ADDIS ABABA, Ethiopia — It’s lunchtime at the Yehiwot Reay compound in the Megenagna District of Ethiopia’s sprawling capital city, and a mob of gangly boys scrambles for seats at a worn wood table. They dive into plates of injera and shiro, 12 hands ripping at the food. The room reverberates with dinner-table chatter in three languages.
They are as young as 6 and as old as 20, though most can only guess at their age. And like boys anywhere, they push and scrap, argue and pout. Two of the older boys toss a ball across the room, goading each other to see who can hurl it harder.
One of the youngest, Tareku, plays music videos on a laptop computer — a technological incongruity in this meager brick and plaster home.
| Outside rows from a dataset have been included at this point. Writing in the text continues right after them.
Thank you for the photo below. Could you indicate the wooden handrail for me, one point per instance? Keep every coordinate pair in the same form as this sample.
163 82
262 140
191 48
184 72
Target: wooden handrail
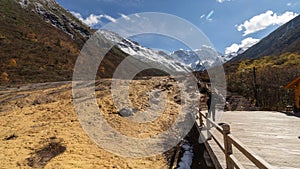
229 141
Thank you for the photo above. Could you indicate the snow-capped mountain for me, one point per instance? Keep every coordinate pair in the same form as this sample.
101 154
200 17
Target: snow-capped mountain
144 54
227 57
199 59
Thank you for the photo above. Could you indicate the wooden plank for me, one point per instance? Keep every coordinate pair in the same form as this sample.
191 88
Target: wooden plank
257 160
271 135
236 162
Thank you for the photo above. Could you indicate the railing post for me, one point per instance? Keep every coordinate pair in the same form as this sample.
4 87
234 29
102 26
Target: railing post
208 127
227 146
200 118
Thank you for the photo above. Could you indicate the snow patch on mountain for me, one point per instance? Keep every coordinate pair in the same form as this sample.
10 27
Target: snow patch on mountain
144 54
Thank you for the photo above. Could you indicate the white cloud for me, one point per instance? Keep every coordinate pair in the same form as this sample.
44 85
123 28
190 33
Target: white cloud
248 42
221 1
264 20
93 19
209 15
125 16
The skin on his forearm is cracked and disfigured — an eight-inch sleeve of scars. He glances away from the screen and to his arm.
“Fire,” he explains.
Jason Burton does his best to piece together the difficult — and sometimes horrifying — facts of the lives once lived by these boys, who have come to him off the squalid and often violent streets of one of the world’s poorest cities. Some have been abandoned by parents who cannot feed them. Others came to the city from their rural villages intending to support the families they left behind. While on the street they sometimes slept against the walls of churches, under bridges or in trash-strewn alleys.
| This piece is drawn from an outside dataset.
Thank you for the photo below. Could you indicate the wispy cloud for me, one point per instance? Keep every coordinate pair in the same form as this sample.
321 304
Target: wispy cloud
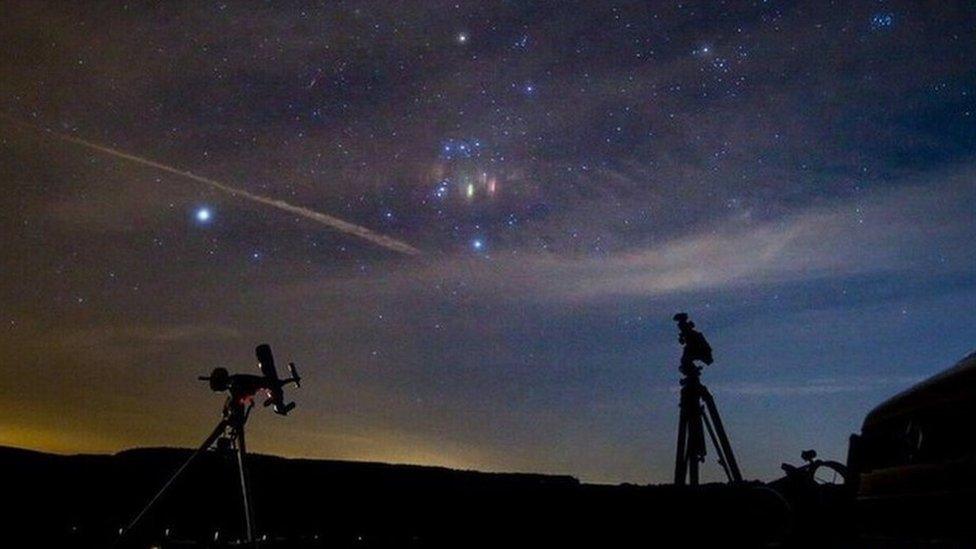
818 386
Now they are part of Burton’s family. Like all families, this one has its struggles. But after five years of this work, Burton can’t walk away — even though he recognizes that he’s put many aspects of his own life on hold to answer this call.
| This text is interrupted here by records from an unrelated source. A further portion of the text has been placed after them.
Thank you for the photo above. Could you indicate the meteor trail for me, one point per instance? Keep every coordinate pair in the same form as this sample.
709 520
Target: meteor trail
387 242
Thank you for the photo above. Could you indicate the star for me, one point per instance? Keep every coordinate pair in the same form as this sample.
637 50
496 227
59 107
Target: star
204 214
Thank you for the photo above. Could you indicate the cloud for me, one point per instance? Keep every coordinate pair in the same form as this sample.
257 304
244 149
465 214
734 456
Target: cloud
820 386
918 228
By the time they met Burton, many of these boys were addicted to tchat, a mild narcotic that is cheap and popular in Ethiopia. Others have struggled to overcome alcoholism. Burton aims to provide a home, a shelter and a place where they are wanted.
As lunch winds down, the 25-year-old Oregon native and member of The Church of Jesus Christ of Latter-day Saints looks across the table.
“It’s time to get to work, you guys,” he says.